The model first generates a "thinking block" with extensive reasoning, then the final answer. The thinking block is visible in the output and can be logged for audit purposes – important for EU AI Act Art. 15 logging duties.

Code workflow with Qwen2.5-Coder. Qwen2.5-Coder exists in 7B, 14B and 32B. On an RTX 4090, Qwen2.5-Coder-32B runs in 4-bit AWQ quantisation at 30-50 tokens/s – productive for internal code assistance. Integration via Continue.dev or VS Code extension with an OpenAI API endpoint.

RAG setup with Qwen embeddings. Qwen has its own embedding models (Qwen3-Embedding-8B leading on MTEB benchmark as of May 2026). In a Swiss RAG pipeline, Qwen3-Embedding-8B can be loaded into LocalAI or TEI, with Qdrant as the vector DB and Apertus 70B or Mistral Large 2 as the generator model.

Hosting recommendation. Apache 2.0 Qwen models run best self-host: Hugging Face download once, then fully offline-capable. For EU/CH compliance, this variant is the clean choice. DashScope API via Singapore can be an option for non-sensitive workloads, but a GDPR TIA and FADP third-country review are mandatory.

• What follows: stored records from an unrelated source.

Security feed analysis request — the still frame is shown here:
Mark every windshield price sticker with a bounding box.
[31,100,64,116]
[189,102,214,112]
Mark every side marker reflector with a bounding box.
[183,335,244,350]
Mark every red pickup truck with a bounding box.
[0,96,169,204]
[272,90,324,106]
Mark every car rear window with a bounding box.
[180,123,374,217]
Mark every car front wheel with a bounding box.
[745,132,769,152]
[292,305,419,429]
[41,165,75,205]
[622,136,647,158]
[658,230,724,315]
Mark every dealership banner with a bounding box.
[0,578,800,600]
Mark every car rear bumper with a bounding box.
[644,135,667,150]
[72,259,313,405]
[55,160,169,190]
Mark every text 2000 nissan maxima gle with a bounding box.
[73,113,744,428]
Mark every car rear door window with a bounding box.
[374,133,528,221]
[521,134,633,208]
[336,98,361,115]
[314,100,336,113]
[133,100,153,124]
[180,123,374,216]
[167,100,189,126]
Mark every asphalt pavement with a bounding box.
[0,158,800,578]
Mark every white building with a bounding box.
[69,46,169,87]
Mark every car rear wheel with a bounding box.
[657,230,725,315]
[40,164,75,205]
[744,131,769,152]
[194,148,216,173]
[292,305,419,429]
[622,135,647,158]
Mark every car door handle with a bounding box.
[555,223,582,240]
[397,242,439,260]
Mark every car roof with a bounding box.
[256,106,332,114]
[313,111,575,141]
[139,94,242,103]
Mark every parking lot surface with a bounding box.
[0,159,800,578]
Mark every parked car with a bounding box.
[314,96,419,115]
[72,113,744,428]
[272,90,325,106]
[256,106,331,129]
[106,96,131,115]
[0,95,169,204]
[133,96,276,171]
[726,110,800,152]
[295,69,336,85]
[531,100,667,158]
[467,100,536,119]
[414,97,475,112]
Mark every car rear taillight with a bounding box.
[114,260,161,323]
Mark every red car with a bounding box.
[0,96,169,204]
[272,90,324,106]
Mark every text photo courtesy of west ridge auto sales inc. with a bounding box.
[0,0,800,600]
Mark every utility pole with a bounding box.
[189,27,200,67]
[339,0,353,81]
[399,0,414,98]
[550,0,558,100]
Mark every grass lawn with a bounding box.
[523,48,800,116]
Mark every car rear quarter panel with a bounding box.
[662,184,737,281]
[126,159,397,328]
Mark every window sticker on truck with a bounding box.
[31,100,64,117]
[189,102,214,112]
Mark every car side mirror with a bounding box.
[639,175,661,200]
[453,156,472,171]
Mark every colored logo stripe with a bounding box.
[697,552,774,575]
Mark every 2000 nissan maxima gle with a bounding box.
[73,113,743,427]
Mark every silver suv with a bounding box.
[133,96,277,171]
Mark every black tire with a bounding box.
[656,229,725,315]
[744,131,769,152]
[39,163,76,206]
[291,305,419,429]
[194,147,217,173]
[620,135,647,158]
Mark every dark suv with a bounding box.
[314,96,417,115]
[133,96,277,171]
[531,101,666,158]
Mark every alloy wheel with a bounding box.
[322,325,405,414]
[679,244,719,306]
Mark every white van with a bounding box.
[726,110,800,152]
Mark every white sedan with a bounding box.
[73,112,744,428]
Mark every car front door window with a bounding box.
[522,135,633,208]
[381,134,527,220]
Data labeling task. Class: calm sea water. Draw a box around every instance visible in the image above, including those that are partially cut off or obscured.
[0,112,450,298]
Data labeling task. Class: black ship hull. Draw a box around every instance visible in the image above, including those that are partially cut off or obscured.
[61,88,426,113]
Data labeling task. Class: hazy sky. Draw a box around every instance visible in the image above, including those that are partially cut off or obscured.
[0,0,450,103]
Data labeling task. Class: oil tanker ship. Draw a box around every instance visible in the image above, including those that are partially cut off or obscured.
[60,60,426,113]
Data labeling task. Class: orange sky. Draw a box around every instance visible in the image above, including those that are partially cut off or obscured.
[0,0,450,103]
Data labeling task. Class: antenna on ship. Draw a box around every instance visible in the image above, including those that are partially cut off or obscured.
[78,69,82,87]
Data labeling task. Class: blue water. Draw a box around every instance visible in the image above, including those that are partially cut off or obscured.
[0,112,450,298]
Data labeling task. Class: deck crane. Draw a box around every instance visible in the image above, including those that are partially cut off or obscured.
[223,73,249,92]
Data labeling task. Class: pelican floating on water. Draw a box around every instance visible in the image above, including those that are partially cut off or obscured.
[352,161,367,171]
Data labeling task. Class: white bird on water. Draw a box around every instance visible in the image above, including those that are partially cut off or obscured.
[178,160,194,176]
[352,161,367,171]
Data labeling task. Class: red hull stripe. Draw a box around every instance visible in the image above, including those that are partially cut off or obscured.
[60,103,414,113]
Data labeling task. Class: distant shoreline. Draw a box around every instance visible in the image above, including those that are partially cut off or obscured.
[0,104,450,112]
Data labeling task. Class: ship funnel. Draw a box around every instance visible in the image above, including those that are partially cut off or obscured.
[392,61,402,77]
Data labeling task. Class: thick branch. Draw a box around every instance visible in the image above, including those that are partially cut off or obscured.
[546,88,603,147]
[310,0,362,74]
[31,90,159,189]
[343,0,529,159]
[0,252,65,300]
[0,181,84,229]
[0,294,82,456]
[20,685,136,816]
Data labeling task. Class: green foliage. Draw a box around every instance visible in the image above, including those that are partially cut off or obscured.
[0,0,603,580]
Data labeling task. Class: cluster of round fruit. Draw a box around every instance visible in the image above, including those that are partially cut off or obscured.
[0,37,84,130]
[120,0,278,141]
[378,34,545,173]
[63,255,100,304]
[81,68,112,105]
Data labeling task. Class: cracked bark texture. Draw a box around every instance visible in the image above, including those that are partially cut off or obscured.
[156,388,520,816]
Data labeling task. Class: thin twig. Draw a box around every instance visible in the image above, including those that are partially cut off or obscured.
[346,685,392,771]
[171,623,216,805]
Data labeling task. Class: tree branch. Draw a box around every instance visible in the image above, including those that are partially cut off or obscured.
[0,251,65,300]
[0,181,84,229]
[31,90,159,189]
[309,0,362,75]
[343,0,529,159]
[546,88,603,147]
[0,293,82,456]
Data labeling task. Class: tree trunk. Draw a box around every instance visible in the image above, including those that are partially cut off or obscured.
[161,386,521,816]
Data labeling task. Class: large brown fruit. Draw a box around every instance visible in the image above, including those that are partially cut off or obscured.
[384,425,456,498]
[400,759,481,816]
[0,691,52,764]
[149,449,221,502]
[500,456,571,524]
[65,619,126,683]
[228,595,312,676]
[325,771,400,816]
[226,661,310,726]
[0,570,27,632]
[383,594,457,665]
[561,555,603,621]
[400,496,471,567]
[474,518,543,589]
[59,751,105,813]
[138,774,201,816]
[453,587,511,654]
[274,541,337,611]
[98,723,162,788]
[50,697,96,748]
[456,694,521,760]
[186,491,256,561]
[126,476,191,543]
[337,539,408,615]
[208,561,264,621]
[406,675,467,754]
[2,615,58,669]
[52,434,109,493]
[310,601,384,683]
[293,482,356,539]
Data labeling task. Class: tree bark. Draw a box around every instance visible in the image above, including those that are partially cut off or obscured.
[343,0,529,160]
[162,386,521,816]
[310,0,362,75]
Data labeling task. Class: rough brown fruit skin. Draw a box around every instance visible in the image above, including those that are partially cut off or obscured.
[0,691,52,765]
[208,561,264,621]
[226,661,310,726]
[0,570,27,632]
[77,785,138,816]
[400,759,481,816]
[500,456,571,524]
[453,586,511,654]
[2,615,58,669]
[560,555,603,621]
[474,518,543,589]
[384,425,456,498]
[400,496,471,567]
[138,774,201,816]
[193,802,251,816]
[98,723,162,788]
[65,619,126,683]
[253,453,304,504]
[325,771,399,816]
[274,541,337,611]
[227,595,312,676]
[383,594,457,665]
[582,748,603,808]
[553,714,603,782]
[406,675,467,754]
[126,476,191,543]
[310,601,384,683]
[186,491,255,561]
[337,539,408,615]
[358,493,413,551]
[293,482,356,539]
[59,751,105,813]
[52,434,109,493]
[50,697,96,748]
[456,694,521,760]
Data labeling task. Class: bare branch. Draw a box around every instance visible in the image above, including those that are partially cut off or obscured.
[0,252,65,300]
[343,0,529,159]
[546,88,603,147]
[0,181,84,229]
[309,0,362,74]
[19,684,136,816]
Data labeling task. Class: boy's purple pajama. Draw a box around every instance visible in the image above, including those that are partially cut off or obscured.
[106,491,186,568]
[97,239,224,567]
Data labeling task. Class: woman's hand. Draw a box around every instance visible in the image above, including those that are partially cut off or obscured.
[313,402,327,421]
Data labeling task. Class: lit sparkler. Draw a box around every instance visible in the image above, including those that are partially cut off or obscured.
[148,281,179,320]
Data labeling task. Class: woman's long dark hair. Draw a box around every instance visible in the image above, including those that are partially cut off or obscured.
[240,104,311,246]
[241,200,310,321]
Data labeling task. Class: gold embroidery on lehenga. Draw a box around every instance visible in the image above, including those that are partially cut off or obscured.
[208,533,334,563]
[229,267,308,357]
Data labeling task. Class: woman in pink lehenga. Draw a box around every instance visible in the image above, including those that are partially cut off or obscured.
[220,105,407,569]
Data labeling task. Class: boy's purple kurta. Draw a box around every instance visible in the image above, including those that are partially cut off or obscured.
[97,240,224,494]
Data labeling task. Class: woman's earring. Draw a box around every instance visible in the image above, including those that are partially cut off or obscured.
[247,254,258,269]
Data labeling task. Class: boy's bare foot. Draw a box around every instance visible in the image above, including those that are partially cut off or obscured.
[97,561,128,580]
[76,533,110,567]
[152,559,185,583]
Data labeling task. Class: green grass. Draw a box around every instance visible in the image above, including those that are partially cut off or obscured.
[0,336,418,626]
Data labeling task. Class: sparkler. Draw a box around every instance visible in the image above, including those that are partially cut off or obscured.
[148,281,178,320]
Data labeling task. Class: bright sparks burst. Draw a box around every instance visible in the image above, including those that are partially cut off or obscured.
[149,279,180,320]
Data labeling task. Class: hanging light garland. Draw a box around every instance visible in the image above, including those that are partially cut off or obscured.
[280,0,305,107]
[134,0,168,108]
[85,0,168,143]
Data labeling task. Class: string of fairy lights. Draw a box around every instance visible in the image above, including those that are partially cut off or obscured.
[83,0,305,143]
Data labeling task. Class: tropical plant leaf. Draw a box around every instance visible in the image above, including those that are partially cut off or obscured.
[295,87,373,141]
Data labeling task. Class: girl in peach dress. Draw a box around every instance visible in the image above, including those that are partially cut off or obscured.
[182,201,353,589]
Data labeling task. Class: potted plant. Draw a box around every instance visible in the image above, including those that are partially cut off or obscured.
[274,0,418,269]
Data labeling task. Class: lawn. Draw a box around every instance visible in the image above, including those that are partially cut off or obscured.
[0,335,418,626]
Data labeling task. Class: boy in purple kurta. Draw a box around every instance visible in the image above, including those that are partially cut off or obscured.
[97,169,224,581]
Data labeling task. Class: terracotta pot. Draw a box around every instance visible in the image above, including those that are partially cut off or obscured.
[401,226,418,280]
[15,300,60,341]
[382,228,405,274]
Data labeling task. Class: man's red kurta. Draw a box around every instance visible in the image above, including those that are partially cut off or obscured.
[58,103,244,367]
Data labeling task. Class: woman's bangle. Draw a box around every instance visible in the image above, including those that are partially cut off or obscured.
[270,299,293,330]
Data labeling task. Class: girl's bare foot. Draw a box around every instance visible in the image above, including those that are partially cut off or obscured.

Qwen to production in 5 steps

  1. 01Compliance check: assess PRC origin in the context of client sensitivity and compliance policy. Self-host is the clean variant; API use via DashScope requires TIA and FADP third-country review.
  2. 02Model choice: Qwen2.5-72B as general workhorse (Apache 2.0), Qwen2.5-Math for maths, Qwen2.5-Coder-32B for code, Qwen3-30B-A3B for efficient MoE inference, Qwen3 Thinking variant for complex reasoning.
  3. 03Hardware check: Qwen2.5-72B in 4-bit AWQ needs ca. 45 GB VRAM (one H100 or two RTX 4090). MoE variants are memory-efficient – Qwen3-30B-A3B fits an RTX 4090.
  4. 04Self-host via vLLM or Ollama, OpenAI-compatible endpoint, LiteLLM in front with logical model names (qwen-math-local, qwen-coder-local, qwen3-thinking-local).
  5. 05Use-case benchmark against Apertus 70B, Mistral Large 2 and the current top Claude model. Derive routing rules from it: maths-intensive queries to Qwen-Math, code generation to Qwen-Coder, sensitive CH language to Apertus, general reasoning to Mistral or Claude.

When to use Qwen

Qwen is the right choice when (a) maths or code-specialised workloads are central, (b) Apache 2.0 licence is central, or (c) Qwen3 Thinking Mode is needed for complex reasoning.

Concrete cases: fiduciary with complex tax calculation pipelines – Qwen2.5-Math as self-host for maths-intensive workloads. Software consulting boutique with internal code generation – Qwen2.5-Coder-32B on an RTX 4090. SME with a RAG setup wanting to keep embeddings local – Qwen3-Embedding-8B in LocalAI or TEI.

For Swiss setups that exclusively self-host and prioritise an Apache 2.0 licence, Qwen 2.5 up to 72B is a direct competitor to Apertus 70B. Apertus is ahead on CH-specific language; Qwen is ahead on maths and code. A multi-provider strategy with both is sensible.

When not to use

For setups with highly sensitive client data (professional secrecy, strict FINMA mandates), the DashScope API variant is excluded – even Singapore hosting remains third-country. Self-host stays open, but the supra-political argument (PRC origin) must be addressed in internal discussion. Whoever does not want this goes to Apertus, Mistral or Llama 4 as alternatives.

For Romansh or Schwizerdütsch workloads, Qwen is not trained. Apertus remains the right choice here.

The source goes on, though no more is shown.